Rupert Sheldrake sobre cómo la ciencia perdió el rumbo (1ª Parte)

Rupert Sheldrake está harto de la corriente científica dominante por estar dominada por el dogma y por resistirse tan a menudo a sus teorías, que suponen un desafío a ideas arraigadas sobre la genética, la herencia y nuestro lugar en el mundo natural. Pero, al ser estereotípicamente británico, no se expresa mediante diatribas verbales o ataques ad hominem contra sus oponentes. En cambio, lleva cuatro décadas escribiendo pacientemente artículos y publicando libros sobre lo que él llama la «mente extendida» de los humanos y otros animales. Da conferencias por todo el mundo y supervisa cientos de experimentos para probar sus teorías.

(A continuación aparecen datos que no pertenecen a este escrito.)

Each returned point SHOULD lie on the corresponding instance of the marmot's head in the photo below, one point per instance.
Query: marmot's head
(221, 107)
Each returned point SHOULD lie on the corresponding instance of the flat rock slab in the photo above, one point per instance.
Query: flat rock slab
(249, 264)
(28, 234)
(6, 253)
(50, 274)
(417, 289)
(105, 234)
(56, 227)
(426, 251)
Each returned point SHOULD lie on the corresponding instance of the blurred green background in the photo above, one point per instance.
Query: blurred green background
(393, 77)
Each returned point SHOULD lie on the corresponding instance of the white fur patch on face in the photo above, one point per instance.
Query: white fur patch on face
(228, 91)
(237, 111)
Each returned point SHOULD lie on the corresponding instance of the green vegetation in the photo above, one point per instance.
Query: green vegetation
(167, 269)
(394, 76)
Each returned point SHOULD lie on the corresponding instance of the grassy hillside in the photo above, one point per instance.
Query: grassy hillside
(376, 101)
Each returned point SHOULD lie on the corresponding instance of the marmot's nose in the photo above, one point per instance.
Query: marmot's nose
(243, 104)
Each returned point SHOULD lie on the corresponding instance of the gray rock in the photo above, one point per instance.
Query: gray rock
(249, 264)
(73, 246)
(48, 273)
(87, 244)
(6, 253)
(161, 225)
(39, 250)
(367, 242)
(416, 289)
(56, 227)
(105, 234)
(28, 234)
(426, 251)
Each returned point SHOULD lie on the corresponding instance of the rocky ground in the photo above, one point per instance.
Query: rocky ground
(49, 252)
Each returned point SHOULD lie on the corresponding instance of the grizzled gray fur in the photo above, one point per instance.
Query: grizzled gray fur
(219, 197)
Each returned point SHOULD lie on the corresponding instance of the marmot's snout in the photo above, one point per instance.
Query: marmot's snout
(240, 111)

Cuando le llaman «chiflado» o «loco de la nueva era», explica sus métodos experimentales y cómo llegó a desarrollar sus creencias, que ha defendido muchas veces en debates con escépticos. (Sus diálogos públicos se encuentran entre los muchos artículos archivados en su página web, www.sheldrake.org.)

Por Mark Leviton

El último libro de Sheldrake, Science Set Free, es un argumento meticulosamente organizado y un resumen de su obra. En él identifica los dogmas científicos que, en su opinión, frenan la búsqueda del conocimiento, distorsionan nuestra comprensión de la realidad, arruinan nuestra salud y nos impiden aprovechar al máximo nuestro intelecto, cuerpo y espíritu.
Antiguo miembro investigador de la Royal Society, Sheldrake estudió Ciencias Naturales en la Universidad de Cambridge, donde se doctoró en bioquímica y obtuvo el premio de botánica de la universidad. Fue becario Frank Knox para estudiar filosofía en la Universidad de Harvard y llegó a ser miembro del Clare College de Cambridge y director de estudios de bioquímica y biología celular. De 1974 a 1985 trabajó como fisiólogo vegetal en Hyderabad (India) y vivió durante año y medio en el ashram del padre Bede Griffiths, donde escribió su primer libro, Una nueva ciencia de la vida. Durante muchos años ha sido miembro del Instituto de Ciencias Noéticas, cerca de San Francisco.
Conocí a Sheldrake en 1994, cuando PBS emitió la serie de televisión holandesa Un accidente glorioso, en la que científicos y filósofos -entre ellos Oliver Sacks, Freeman Dyson y Stephen Jay Gould- discutían sobre cosmología, física, evolución, psicología y la naturaleza de la conciencia. Sheldrake desempeñó el papel de oveja negra, poniendo en tela de juicio supuestos básicos y planteando preguntas que, según él, no habían sido respondidas adecuadamente por la ciencia dominante. Habló de su teoría de la «resonancia mórfica», que describe cómo los campos de fuerzas invisibles pero identificables forman una memoria colectiva de la que se nutren todos los organismos y a la que contribuyen.
Sheldrake vive en Londres con su esposa, Jill Purce, experta en técnicas de meditación y pionera del movimiento de curación por el sonido. Tiene dos hijos: Merlin, botánico, y Cosmo, músico. Conocí a Sheldrake en la catedral Grace de San Francisco, donde participó en una conversación sobre «Resonancia, ritual y retorno» con su esposa y Marc Handley Andrus, obispo episcopal de California. Sheldrake parecía sentirse completamente a gusto en la iglesia y habló de cómo la ciencia y la religión se complementan. Es el científico inusual que también abraza la espiritualidad, y el filósofo inusual que puede respaldar su visión del mundo con datos experimentales.
Entrevisté a Sheldrake unos días después en el Instituto Esalen de Big Sur, California, donde dirigía un taller. Mientras hablábamos en una cabaña con vistas al océano Pacífico, de vez en cuando teníamos que levantar la voz por encima del estruendo de las olas contra los acantilados. Se mostraba serio y reservado, pero había momentos en que un brillo en sus ojos o una sonrisa en sus labios denotaban un lado más travieso. Después de todo, es un hombre que insiste en que la ciencia debe ser divertida.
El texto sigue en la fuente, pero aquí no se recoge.